The production feels under-rehearsed in terms of line recall and dialects, but is nonetheless a lot of laughs in a heartwarming package. The forays into slapstick are especially successful. Dragolovich’s facial expressions are hilarious when Charlie hides on a small couch, inadvertently overhearing a serious discussion between the engaged couple, David (Jon Weisse) and Catherine (Liz Leighton). The scenes in which Ellard (A.J. Stibbe) “teaches” English words to Charlie in a thick Southern drawl are similarly gut busting.

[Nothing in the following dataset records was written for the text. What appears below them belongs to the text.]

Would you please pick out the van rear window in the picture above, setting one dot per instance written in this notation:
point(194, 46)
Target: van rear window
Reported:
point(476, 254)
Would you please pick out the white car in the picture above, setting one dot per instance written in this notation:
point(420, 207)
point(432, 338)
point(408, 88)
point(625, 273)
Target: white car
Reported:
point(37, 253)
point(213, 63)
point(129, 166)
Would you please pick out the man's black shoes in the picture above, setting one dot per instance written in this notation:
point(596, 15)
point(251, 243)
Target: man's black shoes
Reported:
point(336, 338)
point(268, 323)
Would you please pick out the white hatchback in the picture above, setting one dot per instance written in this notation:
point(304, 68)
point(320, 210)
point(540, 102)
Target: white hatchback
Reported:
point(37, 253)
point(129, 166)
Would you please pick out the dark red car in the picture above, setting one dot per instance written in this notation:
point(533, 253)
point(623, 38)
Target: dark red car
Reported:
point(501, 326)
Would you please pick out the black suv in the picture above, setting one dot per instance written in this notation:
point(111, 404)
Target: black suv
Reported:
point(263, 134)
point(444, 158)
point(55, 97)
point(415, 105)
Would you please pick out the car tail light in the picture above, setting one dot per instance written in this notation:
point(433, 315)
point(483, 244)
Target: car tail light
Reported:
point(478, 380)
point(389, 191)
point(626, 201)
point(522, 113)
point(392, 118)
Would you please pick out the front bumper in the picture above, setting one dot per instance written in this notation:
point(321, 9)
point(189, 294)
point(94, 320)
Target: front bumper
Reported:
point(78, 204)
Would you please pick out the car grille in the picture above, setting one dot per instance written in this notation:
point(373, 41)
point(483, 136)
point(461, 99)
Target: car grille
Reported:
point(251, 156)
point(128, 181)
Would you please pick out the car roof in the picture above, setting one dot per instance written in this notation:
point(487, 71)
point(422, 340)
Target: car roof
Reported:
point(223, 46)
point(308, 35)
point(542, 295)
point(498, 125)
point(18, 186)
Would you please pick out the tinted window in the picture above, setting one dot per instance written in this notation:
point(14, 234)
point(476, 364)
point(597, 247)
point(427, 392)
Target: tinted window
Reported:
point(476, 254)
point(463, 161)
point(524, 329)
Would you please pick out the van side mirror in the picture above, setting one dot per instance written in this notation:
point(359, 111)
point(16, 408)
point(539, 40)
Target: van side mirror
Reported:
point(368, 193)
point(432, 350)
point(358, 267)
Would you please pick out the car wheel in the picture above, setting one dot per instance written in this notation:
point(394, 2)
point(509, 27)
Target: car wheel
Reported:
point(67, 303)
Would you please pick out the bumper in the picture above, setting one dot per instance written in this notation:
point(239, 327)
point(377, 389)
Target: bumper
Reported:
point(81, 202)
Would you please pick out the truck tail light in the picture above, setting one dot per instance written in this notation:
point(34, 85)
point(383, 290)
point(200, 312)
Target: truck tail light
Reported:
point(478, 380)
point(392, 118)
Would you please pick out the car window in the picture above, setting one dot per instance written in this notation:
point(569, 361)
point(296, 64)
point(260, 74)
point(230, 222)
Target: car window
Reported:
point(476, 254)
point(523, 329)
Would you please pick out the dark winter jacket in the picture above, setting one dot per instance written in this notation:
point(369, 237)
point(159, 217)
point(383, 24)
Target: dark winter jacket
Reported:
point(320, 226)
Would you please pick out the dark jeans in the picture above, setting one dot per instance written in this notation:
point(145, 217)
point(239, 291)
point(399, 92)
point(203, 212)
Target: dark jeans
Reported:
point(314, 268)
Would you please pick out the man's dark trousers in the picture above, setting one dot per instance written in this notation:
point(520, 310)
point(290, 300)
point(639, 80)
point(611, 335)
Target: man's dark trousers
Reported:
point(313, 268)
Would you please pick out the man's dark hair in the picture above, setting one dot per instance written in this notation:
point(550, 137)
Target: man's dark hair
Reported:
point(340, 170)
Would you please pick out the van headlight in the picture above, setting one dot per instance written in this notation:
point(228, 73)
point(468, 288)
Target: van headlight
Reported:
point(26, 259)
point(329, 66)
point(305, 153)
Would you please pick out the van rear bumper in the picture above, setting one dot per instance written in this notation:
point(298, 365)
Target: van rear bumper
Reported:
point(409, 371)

Shue’s message that sometimes it takes a fictitious persona to bring out the best in everybody comes across clearly as well. Stibbe’s charmingly obtuse Ellard finally gets to be seen as something more than a dense country bumpkin through his lessons with Charlie, and Leighton’s brilliantly high-strung Catherine gets the confidant she’s always wanted by confessing her secrets to the enamored, supposedly uncomprehending foreigner. Moreover, the bad guys trying to take over the lodge for sinister purposes get a serious run for their money from the strange man whose meaningless “voodoo talk” packs more of a punch than they bargain for.
The Foreigner runs through March 2 at Theatre Unchained, 1024 S. Fifth St.